You could make the case that either Atlantic coastal Florida or Biloxi, MS could be my hometown because I split time between the two during my school years.  I guess if you put a gun to my head I'd say I "grew up" in Florida, since I went to elementary and finished high school there.

There was my detour out to Los Angeles, which was a lot of fun, and a great experience, but is not home...no matter how much I want to hijack a plane and hit Hop Louie for Chinese or grab a Tommy's chiliburger from time to time.

And then there's New Orleans.   I came over here to visit and party more times than I can count when I lived in Biloxi.  I wasn't born here.  I didn't go to school here.  I don't have a yat accent, although I have since learned to speak it (dont pahk ya car up on the neutral ground dawlin, they writin tickets for dat this yeah!).  I had to hammer the NOLA slang out of my vocabulary when I moved from LA to L.A. rather than keep explaining what I meant when I said I wanted my sandwich dressed or my coffee regular, but I make no claim to being a native.  For the record, it took about six minutes for all that NOLA slang and then some to come back when I got back to the area.  I will also confess that when I first moved to the gulf coast (in Biloxi) that I absolutely hated the Saints with a passion.  It was the pre-internet/sunday ticket/sports bar/every game on TV days.  I didn't hate them for being the Saints-I hated them because I was lucky to get two Dolphins games a season out of market back then.  Eventually, around 1999 or 2000, thanks to Buddy D and a thoroughly likeable bunch of players, I finally admitted that I had become a Saints fan.  They promptly went 3-13 and I got a small taste of the then-30 year heartbreak. 

At this point, I have lived in New Orleans longer than any other place.  This city makes me completely insane.  Its dirty, crime-ridden, corrupt, the roads/schools/drainage are terrible, and full of some of the most ignorant bastards you could ever meet in your life.  At the same time its welcoming, culturally relevant, vibrant, accepting, colorful, booming, and full of some of the most wonderfully awesome warm, loving people (including some of those same ignorant bastards) you could ever even begin to hope to meet.  I've been around long enough to join in with Benny Grunch on some, though not that many, of the verses of "Ain't there no mo!"  I was here for K&B and Schwegman's.  I remember the Maison Blanche.  I remember the wave of places that never came back from Katrina.  I'll never be a native, but we've done some time, this city and I.

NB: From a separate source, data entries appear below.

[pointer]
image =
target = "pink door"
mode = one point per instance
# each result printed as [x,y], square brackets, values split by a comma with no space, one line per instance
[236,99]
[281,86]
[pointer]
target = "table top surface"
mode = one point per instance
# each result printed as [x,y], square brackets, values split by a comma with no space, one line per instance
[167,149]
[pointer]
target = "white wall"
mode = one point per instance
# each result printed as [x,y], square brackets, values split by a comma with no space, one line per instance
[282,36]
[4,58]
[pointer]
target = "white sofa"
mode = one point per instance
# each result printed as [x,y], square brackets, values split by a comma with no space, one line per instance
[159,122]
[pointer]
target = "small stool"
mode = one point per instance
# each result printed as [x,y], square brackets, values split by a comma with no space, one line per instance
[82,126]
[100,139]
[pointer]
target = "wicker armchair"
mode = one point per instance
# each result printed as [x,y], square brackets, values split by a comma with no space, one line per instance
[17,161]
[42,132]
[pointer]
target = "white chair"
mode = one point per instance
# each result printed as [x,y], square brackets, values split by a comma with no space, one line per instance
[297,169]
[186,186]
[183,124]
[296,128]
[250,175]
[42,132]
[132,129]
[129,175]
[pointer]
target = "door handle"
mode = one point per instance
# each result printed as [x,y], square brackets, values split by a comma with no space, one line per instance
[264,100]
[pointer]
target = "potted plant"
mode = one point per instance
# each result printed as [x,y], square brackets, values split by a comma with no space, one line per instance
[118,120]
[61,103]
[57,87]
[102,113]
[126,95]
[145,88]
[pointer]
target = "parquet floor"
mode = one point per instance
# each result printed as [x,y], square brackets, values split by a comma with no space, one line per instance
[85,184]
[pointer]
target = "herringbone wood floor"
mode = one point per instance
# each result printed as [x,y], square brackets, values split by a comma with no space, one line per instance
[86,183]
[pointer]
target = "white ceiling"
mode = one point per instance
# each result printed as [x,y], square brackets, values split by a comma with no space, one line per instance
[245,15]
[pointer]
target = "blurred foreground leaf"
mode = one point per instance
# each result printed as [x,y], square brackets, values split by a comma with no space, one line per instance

In the wake of That Bitch Katrina, I took a job in inland South Carolina, up by the Blue Ridge Mountains.  Two weeks after I got there the trees turned for the fall and it was all sweeping vistas exploding with color.  It was clean, quiet, people were super nice, the streets were smooth, you didn't get panhandled at every intersection by batshit crazy homeless people in tights and shrimp boots...and I was absolutely miserable.  I was so homesick I would have happily accepted a short stint in prison for a hot sausage poboy and a pineapple Big Shot or to have someone ask me "Where y'at behb?"  I don't know if it says more about me or New Orleans that when I was in a situation where I landed in a good job in a "normal" city that all I could think about was getting back down here.

In the end though, I think your hometown has a lot more to do with where you feel like you, rather than geographics or demographics.  I love the time I get to spend with branches of my family in different places, but there's always something that clicks into place when I come back across the twin spans and I see the skyline off in the distance.  THIS is home.